Earlier today the Reserve Bank of New Zealand (RBNZ) left their Official Cash Rate (OCR) unchanged at a record low of 1.75% – as the markets had forecast. More importantly was the RBNZ revising inflation forecasts upwards, which is likely to signal an increase in interest rates earlier than previously predicted. RBNZ acting Governor Spencer stated after the announcement “Monetary policy will remain accommodative for a considerable period,” & “the exchange rate has eased since the August statement and, if sustained, will increase tradables inflation and promote more balanced growth.” The RBNZ had set an inflation target of between 1% and 3% and now expects inflation to reach 2% in Q2 of 2018, a full 3 quarters earlier than previously expected. Because of inflationary pressure, the markets are forecasting a rate hike by the end of next year. Following the announcement, NZDUSD rose from around 0.6922 to just above 0.6970. NZDUSD has suffered in the second half of this year, after reaching a high in July of around 0.7550 the Kiwi slumped to lows around 0.6830 earlier this month. Today’s announcement gives a much needed “boost” to the Kiwi.

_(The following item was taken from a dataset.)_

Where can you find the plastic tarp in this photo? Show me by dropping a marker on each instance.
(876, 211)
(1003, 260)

Wednesday’s EIA report surprised the markets with an unexpected increase of oil inventories. The markets had been expecting another drawdown around -2.8M that continues a trend seen over the past few releases. For the week ending November 3rd US Crude Oil inventories rose 2.2M as supplies increased, while production jumped to a record all-time high. The major focus is the fact that US production increased 67,000 bpd to 9.62 Million bpd – the highest since data was readily available in 1983. The increase in US production can only undermine OPEC’s supply cuts to boost the price of crude.
At 09:00 GMT, the European Central Bank launches a new publication, the Economic Bulletin, to replace the ECB Monthly Bulletin. It will be published two weeks after each Governing Council meeting.
At 10:00 GMT, the European Commission will release Economic Growth forecasts as compiled by the Directorate General for Economic and Financial Affairs (DG ECFIN).
At 13:30 GMT, the US Department of Labour will release Initial Jobless Claims for the week ended November 3rd and Continuing Claims for the period ended October 27th. The previous release of Initial Claims of 229K is expected to be bettered, with forecasts calling for a release of 232K. Continuing Claims are expected to come in at 1885K, a minor increase on the previous release of 1884K. Any significant deviation from forecast will see USD volatility.
At 15:00 GMT, the UK National Institute of Economic and Social Research will release an estimate of UK GDP. This release occurs 1 month before the official GDP release and could result in GBP volatility.
At 16:30 GMT, Swiss National Bank Chairman Thomas Jordan is scheduled to speak at the CFS Presidential Lectures in Frankfurt, Germany on the subject: “Independence of Central Banks after the Financial Crisis: The Swiss Perspective”.